Ia menyebut Presiden AS Donald Trump ketika menunjuk pada langkah-langkah kebijakan yang mendukung investasi AI. Dinamika itu, katanya, membantu menjelaskan mengapa Nasdaq berkinerja kuat bahkan ketika Bitcoin merosot.
Bitcoin (merah), Emas (emas), Nasdaq 100 (hijau), dan Likuiditas Dolar (magenta). Sumber: Arthur Hayes.
Kebijakan dan Pengeluaran Militer Penting
Ia menambahkan klaim yang lebih tajam tentang pengeluaran militer. Hayes mengatakan AS akan terus menggunakan kekuatan militernya dan bahwa upaya semacam itu membutuhkan produksi skala besar yang dibiayai melalui sistem perbankan.
Itu, dalam pandangannya, dapat menambah likuiditas yang lebih luas jika sektor perbankan mulai mendanai proyek-proyek besar yang didukung pemerintah. Laporan telah mengungkapkan bahwa Hayes percaya kekuatan-kekuatan ini dapat memaksa likuiditas dolar lebih tinggi pada 2026, menciptakan lahan subur untuk aset berisiko — termasuk Bitcoin.

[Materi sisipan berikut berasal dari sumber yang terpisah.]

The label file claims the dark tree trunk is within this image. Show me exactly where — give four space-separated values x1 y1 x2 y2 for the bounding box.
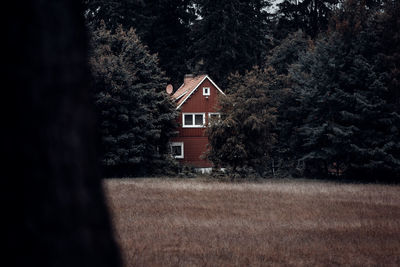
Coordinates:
0 0 121 267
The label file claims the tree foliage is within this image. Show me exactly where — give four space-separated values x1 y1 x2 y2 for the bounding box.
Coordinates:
90 24 176 174
275 0 339 39
190 0 270 87
85 0 195 86
208 67 281 177
291 1 400 180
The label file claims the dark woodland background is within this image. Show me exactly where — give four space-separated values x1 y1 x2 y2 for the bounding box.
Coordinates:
85 0 400 182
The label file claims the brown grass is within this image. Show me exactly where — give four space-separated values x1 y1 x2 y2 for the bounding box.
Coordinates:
105 179 400 266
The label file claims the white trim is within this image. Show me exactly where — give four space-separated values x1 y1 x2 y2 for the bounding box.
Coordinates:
208 112 221 125
208 112 221 118
176 75 225 109
182 112 206 128
169 142 185 159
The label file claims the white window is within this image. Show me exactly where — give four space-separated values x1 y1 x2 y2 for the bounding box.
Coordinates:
208 112 221 124
203 87 210 95
170 142 184 159
182 113 206 128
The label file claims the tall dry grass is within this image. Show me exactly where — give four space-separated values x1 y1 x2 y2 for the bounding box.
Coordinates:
105 179 400 266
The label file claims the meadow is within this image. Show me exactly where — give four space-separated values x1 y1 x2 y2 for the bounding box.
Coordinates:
104 179 400 266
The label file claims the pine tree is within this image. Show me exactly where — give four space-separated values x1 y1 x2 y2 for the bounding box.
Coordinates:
266 30 312 175
190 0 270 87
90 24 176 174
85 0 195 86
291 1 400 180
208 67 281 178
275 0 339 39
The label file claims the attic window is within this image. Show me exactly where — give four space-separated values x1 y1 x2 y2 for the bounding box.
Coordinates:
203 87 210 95
208 112 221 124
182 113 206 128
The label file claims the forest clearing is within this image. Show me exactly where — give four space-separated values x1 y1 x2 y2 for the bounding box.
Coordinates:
104 179 400 266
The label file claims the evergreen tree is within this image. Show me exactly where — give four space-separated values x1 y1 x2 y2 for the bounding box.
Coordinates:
291 1 400 180
90 24 176 174
266 30 312 175
275 0 339 39
190 0 270 87
208 67 281 178
85 0 195 86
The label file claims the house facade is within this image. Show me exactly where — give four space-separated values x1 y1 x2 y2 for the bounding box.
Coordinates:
170 74 224 168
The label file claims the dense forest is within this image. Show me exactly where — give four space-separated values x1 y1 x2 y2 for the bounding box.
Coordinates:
84 0 400 182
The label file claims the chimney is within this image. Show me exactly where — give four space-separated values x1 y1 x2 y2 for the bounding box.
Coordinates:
183 74 194 84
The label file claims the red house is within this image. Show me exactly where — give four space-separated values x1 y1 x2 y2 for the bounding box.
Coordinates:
167 74 224 169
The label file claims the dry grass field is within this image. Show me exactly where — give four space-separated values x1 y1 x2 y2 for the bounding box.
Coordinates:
104 179 400 266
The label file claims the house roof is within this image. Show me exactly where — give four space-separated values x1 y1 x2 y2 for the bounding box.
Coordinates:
172 74 225 109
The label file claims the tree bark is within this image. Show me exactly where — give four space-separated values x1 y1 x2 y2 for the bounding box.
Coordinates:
1 0 121 267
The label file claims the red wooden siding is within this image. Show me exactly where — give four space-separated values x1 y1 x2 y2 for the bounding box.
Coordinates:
171 79 221 167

Data Inflasi Mendorong Crypto Lebih Tinggi Minggu Ini
Pasar bereaksi ketika angka inflasi AS terbaru lebih rendah dari yang diharapkan. Bitcoin mendekati $97.000 dan naik lebih dari 5% dalam 24 jam. Ethereum, Solana, dan Cardano masing-masing mencatat keuntungan mendekati 8% dalam rentang yang sama.

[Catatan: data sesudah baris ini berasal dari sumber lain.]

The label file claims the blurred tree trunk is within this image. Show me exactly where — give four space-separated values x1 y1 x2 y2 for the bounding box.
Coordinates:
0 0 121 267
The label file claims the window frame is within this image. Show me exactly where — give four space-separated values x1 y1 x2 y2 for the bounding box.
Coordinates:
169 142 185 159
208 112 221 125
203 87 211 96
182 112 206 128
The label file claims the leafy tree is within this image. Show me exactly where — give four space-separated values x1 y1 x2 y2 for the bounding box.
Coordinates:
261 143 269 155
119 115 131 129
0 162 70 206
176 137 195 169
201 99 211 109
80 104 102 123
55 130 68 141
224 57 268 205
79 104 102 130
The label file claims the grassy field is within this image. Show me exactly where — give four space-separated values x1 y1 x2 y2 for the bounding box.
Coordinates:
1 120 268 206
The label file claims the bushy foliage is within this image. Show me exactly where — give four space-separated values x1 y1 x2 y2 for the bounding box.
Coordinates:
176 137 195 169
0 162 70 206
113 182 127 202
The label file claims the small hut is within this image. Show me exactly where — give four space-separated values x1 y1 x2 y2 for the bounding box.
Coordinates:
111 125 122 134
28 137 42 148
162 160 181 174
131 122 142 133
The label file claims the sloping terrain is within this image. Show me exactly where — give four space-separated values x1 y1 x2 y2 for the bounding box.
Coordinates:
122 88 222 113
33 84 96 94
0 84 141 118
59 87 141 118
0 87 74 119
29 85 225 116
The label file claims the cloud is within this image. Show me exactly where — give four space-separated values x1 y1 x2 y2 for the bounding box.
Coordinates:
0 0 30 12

Hasil obligasi turun dan dolar melemah, yang membuat uang tunai mencari rumah baru. Pola itu sudah familiar: inflasi yang lebih lembut cenderung menurunkan biaya pinjaman dan membuat investor lebih bersedia mengambil risiko.
Kasus Bull dengan Kondisi
Berdasarkan logika Hayes, potensi kenaikan Bitcoin tergantung pada pelemahan fiat yang berkelanjutan. Ia membingkai Bitcoin sebagai teknologi moneter yang nilainya naik ketika fiat dilemahkan. Pandangan itu koheren tetapi bersyarat. Jika bank sentral memilih untuk tetap ketat, atau jika inflasi berkobar dan memaksa perubahan kebijakan, skenario Hayes mungkin tidak terwujud. Untuk sementara, perkiraannya adalah cerita likuiditas — yang akan diuji oleh pilihan kebijakan pada 2026.